Local News

Durham Senior Center Proving To Be A Minor Attraction So Far

Posted September 18, 2006

— Four months after the state's largest senior center opened to keep people active and healthy, few people are taking advantage of it.

The 35,000-square-foot, $5.5 million building was designed to meet the needs of Durham's senior-citizen population, which is expected to nearly double by 2020. But only about 25 to 30 of the city's 25,000 senior citizens use the center on an average day.

"That building should be swirling with people. Now, it's like walking into an echo chamber," Durham City Councilman Eugene Brown said.

"I was coming on Fridays to see the movie, but nobody was here. I didn't want to watch the movie alone. I can stay home and watch TV by myself," 75-year-old resident Mary Jo Pullen said.

The center held an open house Monday to publicize its activities, but only two dozen people showed up.
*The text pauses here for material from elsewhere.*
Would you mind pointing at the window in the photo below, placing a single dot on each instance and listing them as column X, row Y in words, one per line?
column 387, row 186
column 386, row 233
"We admit we haven't seen as many as we'd like to see," center director Nancy Love said. "It could be running better if seniors would start participating."

Love said she is looking at expanding the center's hours to include nights and weekends to draw more seniors. She will meet with the county manager and some county commissioners Tuesday to devise a plan to turn the center around.

The county used 2001 bond money to finance the center's construction on North Rigsbee Avenue.

Commissioner Ellen Reckhow pointed to problems like a kitchen filled with paint cans instead of pots and pans and an activity program that consists of little more than board games and lectures.

Love said the original plans for the building didn't call for a full-scale kitchen. So, the kitchen still needs wiring and plumbing, and she said she hopes to have it running by November.

"We've got to follow up and figure out how to straighten things out," Reckhow said.